Friday, June 20, 2008

Move over Leonardo

Well the cucumbers are flowering and it is back to the artist brush to pollinate them. The little bug that was pollinating strawberries only showed up one day and has not been seen since. It is beginning to look like I will be spending more time using an artist brush than Leonardo Di Vinci. That, I guess, is part of growing vegetables in a hobby greenhouse. Commercial growers with large installations probably bring in bees. I know they use bugs to control other bugs, but I am really not about to invite bugs into my hydro environment on purpose.
Pollinating tomatoes on the other hand is a snap. Literally, just smack the stalk with the flowers hard enough to vibrate it and presto, you are finished.
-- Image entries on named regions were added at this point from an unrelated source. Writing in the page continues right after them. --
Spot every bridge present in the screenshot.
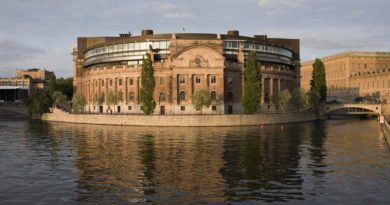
[0,105,31,120]
[323,103,382,115]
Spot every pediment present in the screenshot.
[173,46,224,68]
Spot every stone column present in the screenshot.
[135,77,142,104]
[124,77,129,104]
[171,75,179,104]
[104,78,109,103]
[269,78,274,102]
[260,78,265,103]
[273,78,279,96]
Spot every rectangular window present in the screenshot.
[226,78,233,85]
[195,75,200,83]
[179,75,186,83]
[210,75,217,84]
[160,77,165,85]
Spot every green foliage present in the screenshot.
[72,92,87,112]
[308,90,320,107]
[140,53,156,115]
[191,89,211,113]
[310,58,327,102]
[56,77,73,100]
[48,73,57,96]
[51,91,66,107]
[27,90,52,114]
[241,51,261,114]
[276,90,291,112]
[97,94,104,105]
[291,88,309,111]
[107,90,120,108]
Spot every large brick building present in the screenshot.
[72,30,300,114]
[301,51,390,101]
[0,68,54,103]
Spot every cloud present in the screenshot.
[151,2,177,12]
[163,12,194,19]
[258,0,305,9]
[0,40,45,63]
[150,2,194,19]
[257,0,306,15]
[345,10,363,19]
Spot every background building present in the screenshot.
[301,51,390,101]
[0,68,54,103]
[72,30,300,114]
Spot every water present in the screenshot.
[0,120,390,204]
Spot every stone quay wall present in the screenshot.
[41,110,318,127]
[382,118,390,146]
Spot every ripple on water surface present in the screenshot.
[0,120,390,204]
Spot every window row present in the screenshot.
[224,41,292,58]
[87,75,219,87]
[85,41,170,58]
[179,75,217,84]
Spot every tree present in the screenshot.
[48,73,57,96]
[241,51,261,114]
[310,58,327,102]
[27,90,52,114]
[51,91,66,107]
[72,92,87,112]
[56,77,73,100]
[107,90,120,113]
[291,88,309,111]
[140,53,156,115]
[276,90,291,112]
[191,89,211,113]
[308,90,320,107]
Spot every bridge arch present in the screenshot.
[325,103,382,114]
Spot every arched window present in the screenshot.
[118,92,123,101]
[210,91,217,100]
[226,92,233,102]
[179,91,186,101]
[160,92,166,101]
[129,92,135,101]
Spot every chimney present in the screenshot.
[228,30,240,36]
[141,29,153,36]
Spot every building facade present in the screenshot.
[72,30,300,114]
[301,51,390,101]
[0,68,54,103]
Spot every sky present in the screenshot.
[0,0,390,77]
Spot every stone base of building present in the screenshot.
[41,110,318,127]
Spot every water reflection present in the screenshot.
[41,123,325,203]
[0,121,390,204]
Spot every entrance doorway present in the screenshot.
[160,106,165,115]
[228,105,233,114]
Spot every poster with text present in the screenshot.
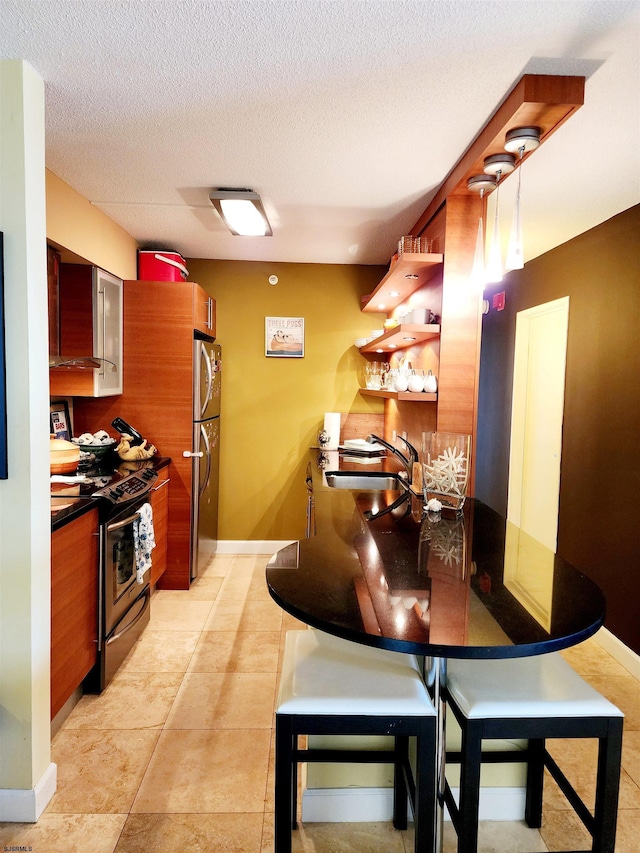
[265,317,304,358]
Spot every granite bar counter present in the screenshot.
[266,449,605,658]
[51,453,171,532]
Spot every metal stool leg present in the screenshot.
[458,720,482,853]
[274,714,295,853]
[593,718,622,853]
[393,736,409,829]
[413,717,437,853]
[524,738,545,829]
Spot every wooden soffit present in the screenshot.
[410,74,585,234]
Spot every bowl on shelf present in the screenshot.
[49,438,80,474]
[73,439,117,460]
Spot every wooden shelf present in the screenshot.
[360,323,440,353]
[360,388,438,403]
[362,252,443,313]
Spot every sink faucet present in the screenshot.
[367,433,418,483]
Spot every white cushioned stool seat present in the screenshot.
[445,652,623,853]
[275,630,436,853]
[447,654,622,719]
[276,631,435,716]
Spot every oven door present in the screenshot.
[101,497,149,637]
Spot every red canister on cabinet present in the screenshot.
[138,249,189,281]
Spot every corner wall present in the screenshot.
[476,205,640,653]
[46,169,138,279]
[0,60,56,822]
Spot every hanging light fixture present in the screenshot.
[467,175,496,288]
[504,127,540,270]
[484,154,516,283]
[209,187,273,237]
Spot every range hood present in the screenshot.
[49,355,118,370]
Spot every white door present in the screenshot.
[507,296,569,551]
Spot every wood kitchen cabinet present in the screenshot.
[149,472,169,589]
[51,509,98,719]
[49,264,123,397]
[74,281,215,589]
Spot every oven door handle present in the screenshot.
[107,595,151,646]
[107,512,140,533]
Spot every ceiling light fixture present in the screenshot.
[484,153,516,283]
[504,127,540,270]
[467,175,497,287]
[209,187,273,237]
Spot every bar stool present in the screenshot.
[445,652,624,853]
[275,630,436,853]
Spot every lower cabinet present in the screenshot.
[149,474,169,589]
[51,510,98,719]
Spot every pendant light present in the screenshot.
[504,127,540,270]
[484,153,516,284]
[467,175,496,288]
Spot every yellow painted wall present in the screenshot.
[187,256,385,540]
[46,169,138,279]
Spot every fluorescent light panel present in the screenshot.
[209,187,273,237]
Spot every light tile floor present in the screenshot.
[0,556,640,853]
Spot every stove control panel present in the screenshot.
[92,468,158,504]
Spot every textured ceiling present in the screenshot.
[0,0,640,264]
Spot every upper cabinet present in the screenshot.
[362,252,443,313]
[193,283,216,338]
[49,264,123,397]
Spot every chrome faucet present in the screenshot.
[367,433,418,483]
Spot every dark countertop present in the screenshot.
[51,454,171,533]
[266,449,605,658]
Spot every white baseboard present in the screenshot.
[0,763,58,823]
[302,788,526,823]
[593,628,640,679]
[216,539,295,557]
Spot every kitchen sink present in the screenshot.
[325,471,407,492]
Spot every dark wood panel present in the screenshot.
[51,510,98,719]
[150,472,169,588]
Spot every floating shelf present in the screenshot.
[360,323,440,353]
[360,388,438,403]
[362,252,443,314]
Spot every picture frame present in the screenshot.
[264,317,304,358]
[0,231,9,480]
[49,400,73,441]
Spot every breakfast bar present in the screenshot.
[266,449,605,849]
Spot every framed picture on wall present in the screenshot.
[49,400,73,441]
[264,317,304,358]
[0,231,9,480]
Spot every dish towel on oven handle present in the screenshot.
[133,503,156,583]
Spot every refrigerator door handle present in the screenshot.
[200,342,213,417]
[198,424,211,494]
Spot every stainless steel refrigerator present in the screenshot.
[191,335,222,580]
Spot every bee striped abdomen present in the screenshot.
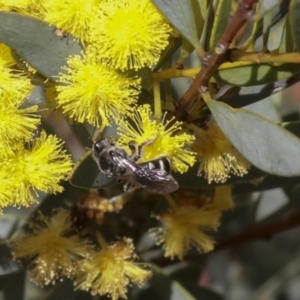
[139,157,171,173]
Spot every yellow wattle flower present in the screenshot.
[0,94,40,157]
[0,43,16,67]
[192,120,250,183]
[13,209,91,286]
[57,51,140,127]
[89,0,172,70]
[150,202,221,259]
[76,238,151,300]
[0,132,72,208]
[42,0,102,41]
[117,105,195,173]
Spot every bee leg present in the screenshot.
[128,141,141,162]
[123,182,138,192]
[128,136,156,162]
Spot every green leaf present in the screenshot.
[213,73,300,108]
[0,12,82,81]
[207,100,300,176]
[152,0,199,45]
[0,271,25,300]
[212,63,300,86]
[145,265,196,300]
[289,0,300,52]
[69,151,117,189]
[208,0,231,53]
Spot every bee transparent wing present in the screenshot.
[134,166,178,194]
[114,153,178,194]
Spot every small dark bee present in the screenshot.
[92,137,178,194]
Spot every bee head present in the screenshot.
[93,138,113,155]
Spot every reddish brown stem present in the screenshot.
[215,213,300,250]
[175,0,258,120]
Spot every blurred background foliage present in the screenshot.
[0,0,300,300]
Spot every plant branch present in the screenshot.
[215,212,300,250]
[175,0,258,120]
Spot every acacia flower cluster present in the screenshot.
[118,105,195,173]
[57,51,140,127]
[13,209,91,286]
[150,186,233,259]
[23,0,172,128]
[0,45,72,209]
[13,209,151,300]
[192,119,250,183]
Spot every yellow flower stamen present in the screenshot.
[76,238,151,300]
[13,209,91,285]
[90,0,171,70]
[118,105,195,173]
[57,51,140,127]
[192,120,250,183]
[0,132,72,207]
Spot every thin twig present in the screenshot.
[215,212,300,250]
[175,0,258,120]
Most likely not a lot of people grow cucumbers in a greenhouse during the summer, however, this is looking like it is going to be a success. A few days ago the local newspaper did a man on the street interview; and the question was concerning the opening of the local farmer's market which is supposed to be selling home grown vegetables. One person interviewed bemoaned the fact that the home grown cucumbers were gone by the time he got there. Having lived in this area all my life I know for certain that no one has home grown local cucumbers in mid June in Upstate New York. The local greenhouses do not grow vegetables, and none are hydroponic to my knowledge.
While I have been indoor gardening for a few years with some success I will be the first to admit that greenhouse growing is an entirely new experience for me and just about everything is an experiment.
Anyone beginning hydroponic growing, indoors or out, will find it difficult to determine the proper nutrient mix for different crops during different growth stages. For example, cucurbits, such as cucumber, squash and melons require low nitrogen and high potassium and phosphorous. Too much nitrogen will encourage vine growth and retard fruiting. Tomatoes, on the other hand, have entirely different requirements. To further complicate the situation, different manufacturers will recommend a different PPM for the same vegetable. The bottom line is to be prepared to experiment, watch the plants, and make adjustments along the way.